Product: Supermarket heavyweight vinyl reissues
Reviewer Mark Wheeler - TNT UK
Was 2017 a bumper harvest or a glut of old tat?
The shock of finding vinyl records in a supermarket that seldom sold them when vinyl was the dominant music medium has to be overcome before seeing what's available. At a tenner a disc, the supermarkets may shift some product to people who would not drop £16 to £35 on plugging the gaps in an old collection, nor duplicating the old copy they know is badly stored in the attic. Those who remained loyal to vinyl are used to three markets:
The Nirvana Unplugged was previously only heard on CD by your Old Scribe and Who's Next is notorious for its numerous pressings being of extremely variable quality. The Who had experienced poor sales of A Quick One and Sell Out and their record company predicted the same for Who's Next. They ordered a short pre-release production run and tape copies were only being sent to a handful of pressing plants in various markets. These were met surprisingly strong demand, which caused early sell-out, not to be confused with The Who Sell Out, whose cover was a gem encapsulating the band's humour. This particular sell-out of Who's Next motivated the Track Record's parent company to pull out the stops to get laquers cut in most markets as soon as possible. Hence, there are dozens of different early pressings, from various master tapes, identifiable by the cutter's mark in the dead wax around the run-out groove.
There is already a copy here, bought about a year after the original release, prompted by borrowing young scribe school friend Macca's copy. The sleeve bears a gold foil overprint "Limited edition" and is not the desirable first UK pressing mastered by Doug Sax. It may be that the two sides are from unmatched stampers, because 'Bilbo' signs only one side (Denis Blackham has been mastering music since joining I.B.C. Studios in 1969). There's a good summary of dead wax inscriptions here but other accounts do occasionally differ.
Comparing pressings, your Old Scribe didn't bother adjusting for different vinyl thicknesses, life's too short for that kind of obsession.
"The Old Scribe didn't bother adjusting VTA?", complain the Plebs' Chorus, stage left, "It's not worth reading on then"
When comparing the not quite original pressing with the latest supermarket offering, surprisingly, the soundstage positions change slightly, from which we might infer a different mastertape. There is a slight tonal balance change too, like one notch on the Quad 44 tilt control. At times the old one sounds more dynamic but bass pitch and clarity better from new heavyweight vinyl, which is typical and to be expected from a heavier pressing.
The brand new pressing sounds no quieter than the old one. The nature of the noise is different though. The new pressing creates less crackle but there is more more gentle background mid to high pink type noise. Some of the noise on the new pressing could be due to the vinyl blend or it could be an intermediate transfer tape.

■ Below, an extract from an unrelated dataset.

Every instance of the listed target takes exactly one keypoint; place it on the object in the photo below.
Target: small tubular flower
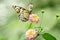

Both copies are enjoyable, but the best of both worlds would be preferable.
The above experiments prompted your Old Scribe to compare the two most commonly available pressings of Frank Zappa's 'Ship Arriving too Late to Save a Drowning Witch'. FZ famously digitally remastered many of his albums during the 1980s. Typically, Flat Earth listeners insisted that they were shrill and ruined compared with the analogue originals. However, such is the plethora of versions of analogue 'originals' available in different markets of the world that those statements are often meaningless.
The inner sleeve pretentiously announces "This album has been engineered to sound correct on JBL 4311 speakers or an equivalent. Best results will be achieved if you set your pre-amp tone controls to the flat position with the loudness control in the off position. Before adding any treble or bass to the sound of the album, it would be advisable to check it out this way first. F.Z."
The digitally remastered copy has been owned from new since its release and only played on audiophile equipment. The earlier US or Dutch pressing may have been played on anything, having been bought used. Uncleaned the difference is less than might be expected. Treble is splashier and bass better defined on the digital remaster, when neither have been cleaned, and the differences fewer and of less magnitude than might have been anticipated. Soundstage is deeper and slightly wider on the earlier all analogue pressing. The digitally remastered version is better than remembered and both are good enough. Despite FZ's notorious perfectionism and attention to detail, both are excellent portrayals of studio recordings but not outstanding. Cleaning both copies with Divinyl actually narrows the difference between the copies. Both pressings now have less noise and more clarity.
This experience of old wine in new bottles does not encourage the listener to rush out and spend a fortune replacing their existing vinyl collection with new copies. Those who were foolish enough to believe the CD hype and replace all their vinyl LP's with CD's will want to buy these replacements for their increasingly obsolete little silver discs. By all means, rip those CD's onto smart-phones and buy vinyl as replacement physical media. Unless the vinyl offer is for original first generation mastertape newly p[pressed on heavyweight virgin vinyl it is unlikely to be worth replacing those original first and second generation pressings.
The real dilemma occurs when the old copies were played with ancient ceramic pick-ups with pennies perched on the headshell to stop mistracking. An extended line contact stylus might reach some undamaged depths of the groove, but if not, the old copy may be worth keeping only for that original gatefold sleeve. Then it is worth buying another copy.